Éditorial - Le Carnet de l’EHESS : Connaître à l’ère du soupçon

Lorsque ceux-ci accusent ceux-là de mentir, et qu’ils sont à leur tour accusés d’être malhonnêtes ; lorsque ceux-là dénoncent l’hypocrisie de ceux-ci, et que ceux-ci sont à leur tour traités de conspirateurs ; lorsque l’on se sent entouré de mensonge, invraisemblance et intérêts cachés, que les mots vont dans un sens, et que la vie va dans un autre, le sentiment est inévitable : on est invités au soupçon.

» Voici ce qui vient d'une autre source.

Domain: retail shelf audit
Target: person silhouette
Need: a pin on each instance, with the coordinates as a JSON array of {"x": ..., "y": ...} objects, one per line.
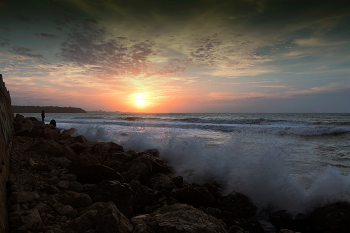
[{"x": 43, "y": 116}]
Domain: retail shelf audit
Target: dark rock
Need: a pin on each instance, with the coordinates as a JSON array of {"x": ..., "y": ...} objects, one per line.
[
  {"x": 238, "y": 204},
  {"x": 22, "y": 197},
  {"x": 330, "y": 218},
  {"x": 104, "y": 217},
  {"x": 78, "y": 147},
  {"x": 42, "y": 167},
  {"x": 51, "y": 189},
  {"x": 153, "y": 152},
  {"x": 63, "y": 184},
  {"x": 251, "y": 225},
  {"x": 214, "y": 189},
  {"x": 177, "y": 218},
  {"x": 54, "y": 180},
  {"x": 69, "y": 131},
  {"x": 33, "y": 119},
  {"x": 75, "y": 199},
  {"x": 102, "y": 151},
  {"x": 32, "y": 220},
  {"x": 80, "y": 139},
  {"x": 121, "y": 194},
  {"x": 46, "y": 148},
  {"x": 226, "y": 216},
  {"x": 76, "y": 186},
  {"x": 178, "y": 181},
  {"x": 144, "y": 166},
  {"x": 140, "y": 169},
  {"x": 164, "y": 182},
  {"x": 142, "y": 196},
  {"x": 53, "y": 122},
  {"x": 195, "y": 196},
  {"x": 283, "y": 219},
  {"x": 95, "y": 173}
]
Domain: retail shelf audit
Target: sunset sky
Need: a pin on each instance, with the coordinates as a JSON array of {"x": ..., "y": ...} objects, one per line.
[{"x": 177, "y": 56}]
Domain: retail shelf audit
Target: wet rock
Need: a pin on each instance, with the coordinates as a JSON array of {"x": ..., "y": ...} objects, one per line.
[
  {"x": 153, "y": 152},
  {"x": 62, "y": 161},
  {"x": 46, "y": 148},
  {"x": 22, "y": 197},
  {"x": 330, "y": 218},
  {"x": 95, "y": 173},
  {"x": 69, "y": 177},
  {"x": 65, "y": 210},
  {"x": 76, "y": 186},
  {"x": 214, "y": 189},
  {"x": 102, "y": 151},
  {"x": 238, "y": 204},
  {"x": 195, "y": 196},
  {"x": 32, "y": 220},
  {"x": 80, "y": 139},
  {"x": 63, "y": 184},
  {"x": 53, "y": 180},
  {"x": 78, "y": 147},
  {"x": 177, "y": 218},
  {"x": 226, "y": 216},
  {"x": 121, "y": 194},
  {"x": 69, "y": 132},
  {"x": 142, "y": 196},
  {"x": 140, "y": 169},
  {"x": 75, "y": 199},
  {"x": 178, "y": 181},
  {"x": 51, "y": 189},
  {"x": 283, "y": 219},
  {"x": 104, "y": 217},
  {"x": 164, "y": 182}
]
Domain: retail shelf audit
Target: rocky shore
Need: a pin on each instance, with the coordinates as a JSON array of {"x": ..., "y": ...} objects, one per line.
[{"x": 64, "y": 183}]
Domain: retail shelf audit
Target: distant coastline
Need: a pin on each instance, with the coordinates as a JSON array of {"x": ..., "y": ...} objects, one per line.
[{"x": 47, "y": 109}]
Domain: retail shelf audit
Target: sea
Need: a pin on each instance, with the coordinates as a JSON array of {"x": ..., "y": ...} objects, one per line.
[{"x": 281, "y": 161}]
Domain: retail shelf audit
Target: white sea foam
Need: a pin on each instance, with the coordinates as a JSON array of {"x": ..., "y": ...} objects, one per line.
[{"x": 259, "y": 167}]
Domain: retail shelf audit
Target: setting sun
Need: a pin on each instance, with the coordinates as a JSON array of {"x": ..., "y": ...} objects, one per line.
[{"x": 140, "y": 102}]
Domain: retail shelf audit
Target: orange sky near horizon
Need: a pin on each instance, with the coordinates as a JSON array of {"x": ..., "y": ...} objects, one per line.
[{"x": 177, "y": 56}]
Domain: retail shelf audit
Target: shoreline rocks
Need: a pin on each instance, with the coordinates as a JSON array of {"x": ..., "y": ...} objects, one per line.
[{"x": 61, "y": 183}]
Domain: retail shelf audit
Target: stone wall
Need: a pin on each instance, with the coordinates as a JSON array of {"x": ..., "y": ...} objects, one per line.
[{"x": 6, "y": 127}]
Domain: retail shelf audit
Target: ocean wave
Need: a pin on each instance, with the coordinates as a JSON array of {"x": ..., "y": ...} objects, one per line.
[{"x": 275, "y": 129}]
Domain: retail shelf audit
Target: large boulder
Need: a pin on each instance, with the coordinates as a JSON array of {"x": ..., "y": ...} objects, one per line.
[
  {"x": 195, "y": 196},
  {"x": 144, "y": 166},
  {"x": 46, "y": 148},
  {"x": 103, "y": 218},
  {"x": 75, "y": 199},
  {"x": 121, "y": 194},
  {"x": 283, "y": 219},
  {"x": 142, "y": 196},
  {"x": 177, "y": 218},
  {"x": 102, "y": 150},
  {"x": 330, "y": 218},
  {"x": 95, "y": 173},
  {"x": 238, "y": 204}
]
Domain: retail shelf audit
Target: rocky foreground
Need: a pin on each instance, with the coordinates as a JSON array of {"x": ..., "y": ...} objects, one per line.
[{"x": 60, "y": 183}]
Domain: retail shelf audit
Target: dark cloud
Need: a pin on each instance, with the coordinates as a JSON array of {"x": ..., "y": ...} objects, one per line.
[
  {"x": 25, "y": 52},
  {"x": 88, "y": 48},
  {"x": 48, "y": 36},
  {"x": 206, "y": 50},
  {"x": 23, "y": 18},
  {"x": 5, "y": 29}
]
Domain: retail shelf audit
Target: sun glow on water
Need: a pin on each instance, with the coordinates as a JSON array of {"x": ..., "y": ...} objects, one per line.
[{"x": 140, "y": 102}]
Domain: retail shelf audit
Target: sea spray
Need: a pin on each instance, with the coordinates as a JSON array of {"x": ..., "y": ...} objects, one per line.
[{"x": 262, "y": 166}]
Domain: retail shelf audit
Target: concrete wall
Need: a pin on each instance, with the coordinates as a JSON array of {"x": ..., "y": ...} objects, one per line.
[{"x": 6, "y": 134}]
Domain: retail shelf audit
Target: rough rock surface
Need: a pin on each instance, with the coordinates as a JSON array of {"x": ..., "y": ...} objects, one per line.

Le soupçon, c’est ici la méfiance envers ce que l’on voit et ce que l’on entend, y compris là où l’on aurait autrefois trouvé des réponses rassurantes. C’est le doute sans argument et l’hypothèse sans preuve ; mais c’est aussi le rejet des conventions, la sortie de l’immaturité et la reprise en main de sa propre capacité de juger. Le soupçon, c’est à la fois la méfiance irréfléchie et le sapere aude.     

Dans L’Ere du soupçon, publié en 1950, Nathalie Sarraute trouvait dans ce réflexe mystérieux une force positive. Selon elle, le lecteur de romans se méfiait des conventions réalistes : elles auraient autrefois ouvert ses yeux aux réalités du XIXe siècle, elles cachaient aujourd’hui les réalités du XXe. L’écrivain, pour sa part, se méfiait de son lecteur, car il sentait que ce dernier était familier de ses artifices caducs et qu’il ne jouait plus son jeu. Le lecteur soupçonnait l’écrivain de vouloir lui cacher quelque chose, l’écrivain soupçonnait son lecteur de ne pas lui obéir. Or, au lieu de voir dans cette méfiance mutuelle un fait à regretter, Nathalie Sarraute y trouvait un élan pour explorer autrement le réel : le roman traversait alors sa propre « ère du soupçon », et il fallait en tirer parti. Mais était-ce la première fois ? N’y a-t-il pas eu d’autres « ères » semblables dans la littérature francophone et dans la littérature d’ailleurs ? N’y a-t-il pas eu autant d’« ères du soupçon » dans les sciences, dans la politique, dans la révolution et dans la guerre ? N’y a-t-il pas eu autant d’ères du soupçon advenues à chacun d’entre nous, à un moment où l’autre de sa vie ? Bref, quels sont ces lieux et ces temps où le soupçon apparaît ? Qu’est ce soupçon qui peut stimuler la réflexion et inciter à l’exploration, mais qui peut aussi enterrer le savoir et légitimer le mensonge ?

Ce Carnet de l’EHESS propose d’explorer le soupçon là où il s’est manifesté et se manifeste encore. Il s’agira d’étudier les formes qu’il a prises, les objets dont il s’est saisi, les conséquences sociales qui en ont découlés. Pour ce faire, les billets pourront s’interroger sur les usages du soupçon dans le savoir, envers le savoir et contre le savoir ; analyser les mécanismes de légitimation ou de délégitimation institutionnelle, y compris l’usage des étiquettes « science » et « anti-science » dans les définitions conflictuelles du savoir légitime ; ou bien étudier la place du soupçon dans la transmission et la réception du savoir, allant de la presse jusqu’aux manuels scolaires.

 

Pablo A. Blitstein pour le comité éditorial du Carnet de l’EHESS

 

 

A propos de l'auteur: 

Pablo A. Blitstein est historien, maître de conférences de l’EHESS et membre du Centre de recherches historiques (CRH). Ses recherches portent sur l’histoire des institutions politiques et des mondes savants chinois, notamment pendant le Haut Moyen Âge et à la fin de la dynastie des Qing, et sur l'histoire des réseaux de réformateurs chinois entre l’Est asiatique, l’Europe et les Amériques de la fin du 19e au début du 20e siècles.